Pratt & Whitney on Thursday opposed Go Airlines (India) Ltd's push to enforce an arbitration ruling in an engine dispute, with the U.S. company arguing in a Delaware court that the Indian airline's bankruptcy filing has raised risks for it.

The Indian airline, widely known as Go First, approached the Delaware court to enforce an arbitration order in Singapore against Pratt & Whitney, which it blames for its financial troubles by arguing the U.S. firm failed to supply engines on time.

The arbitrator on March 30 had ordered Pratt to assist Go First and supply serviceable spare engines to the airline, which has said it grounded half of its 54 Airbus A320neo planes due to engine issues.
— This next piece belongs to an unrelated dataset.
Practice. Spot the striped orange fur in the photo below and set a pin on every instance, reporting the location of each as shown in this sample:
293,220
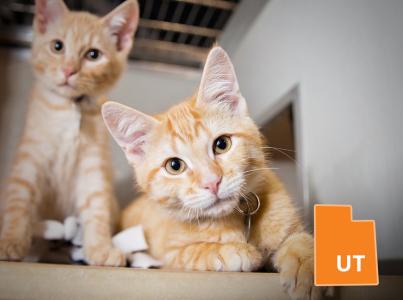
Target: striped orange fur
190,217
62,165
Opposing enforcement of the arbitration award in Delaware, International Aero Engines (IAE), which counts Pratt as a shareholder, argued dynamics of the dispute have changed and the engine maker faces more risks after Go First was granted bankruptcy protection by an Indian tribunal on Wednesday.

"Go First’s recent bankruptcy filing has radically changed the field of play in terms of Go First’s need for relief and IAE’s risk," its filing stated, asking the court to put on hold or dimiss the airline's request.

"The risks for IAE, which were high to begin with, have increased significantly since Go First’s bankruptcy."

Go First did not respond to a request for comment.

While the Indian airline has blamed Pratt for its financial troubles and subsequent bankruptcy filing, the engine maker argued that claim is unfounded and the airline's years-long failure to pay for the maintenance and lease charges led to the necessary suspension of services.

Go First was not a "victim in need of urgent legal redress" but in reality an "insolvent airline that materially breached its contractual obligations," it said in the filing.